Wie beurteilen Sie ihre Gegnerinnen, die Leistungsstärke der internationalen Konkurrentinnen?
In der Schadensklasse B wird Waltraud Stollwerck vom FC Tauberbischofsheim, für den ich ja starte und unterstützt werde, wie bisher eine ernst zu nehmende Gegnerin sein. Hinzu kommt die internationale Konkurrenz. Ich schätze, dass um die 10 Rollstuhlfechterinnen um die Medaillen kämpfen werden. Stark sind die Ungarinnen, Fechterinnen aus Hongkong, den USA, Frankreich und aus Spanien. Die große Herausforderung und Messlatte wird aber einmal mehr die Polin Marta Wyrzykowska sein. Nicht umsonst liegt sie sowohl im Degen und Florett in der Weltrangliste klar in Führung.
Mit welchen Erwartungen fliegen sie nach Athen?

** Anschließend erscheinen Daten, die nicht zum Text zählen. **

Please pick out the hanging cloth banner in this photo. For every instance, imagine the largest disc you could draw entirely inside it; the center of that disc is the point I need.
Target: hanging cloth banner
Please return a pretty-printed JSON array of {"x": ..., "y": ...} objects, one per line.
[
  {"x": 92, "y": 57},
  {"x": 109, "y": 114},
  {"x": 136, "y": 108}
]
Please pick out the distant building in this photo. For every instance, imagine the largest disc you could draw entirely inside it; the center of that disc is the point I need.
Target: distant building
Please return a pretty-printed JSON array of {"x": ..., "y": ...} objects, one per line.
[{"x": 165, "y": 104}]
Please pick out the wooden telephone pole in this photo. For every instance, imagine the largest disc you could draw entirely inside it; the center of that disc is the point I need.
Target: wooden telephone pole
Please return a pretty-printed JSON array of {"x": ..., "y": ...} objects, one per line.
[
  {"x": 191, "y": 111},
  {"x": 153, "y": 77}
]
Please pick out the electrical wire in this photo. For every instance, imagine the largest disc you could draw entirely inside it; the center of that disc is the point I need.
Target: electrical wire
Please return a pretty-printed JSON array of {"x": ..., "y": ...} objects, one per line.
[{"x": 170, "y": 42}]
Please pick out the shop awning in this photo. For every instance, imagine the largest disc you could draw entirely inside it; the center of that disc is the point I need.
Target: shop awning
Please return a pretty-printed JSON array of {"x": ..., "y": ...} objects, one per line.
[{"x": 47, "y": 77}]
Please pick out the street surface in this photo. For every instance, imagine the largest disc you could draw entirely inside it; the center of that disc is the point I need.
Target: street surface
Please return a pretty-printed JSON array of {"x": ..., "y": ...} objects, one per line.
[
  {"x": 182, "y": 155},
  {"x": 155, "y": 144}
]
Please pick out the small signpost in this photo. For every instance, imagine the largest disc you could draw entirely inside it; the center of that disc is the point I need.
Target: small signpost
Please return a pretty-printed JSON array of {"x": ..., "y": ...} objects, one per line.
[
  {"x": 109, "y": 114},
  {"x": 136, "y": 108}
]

Wie schon gesagt, die große Favoritin ist einmal mehr die Polin Marta Wyrzykowska. Dennoch hoffe ich auf einen Überraschungscoup wie letztes Jahr in Atlanta. Eine Medaille mit der Mannschaft ist mein Ziel und im Einzel hoffe ich auf zwei Medaillen, wobei die Tagesform mit entscheidend sein wird. Der große Traum ist natürlich mit einem Titel nach Waldkirch heimzukommen.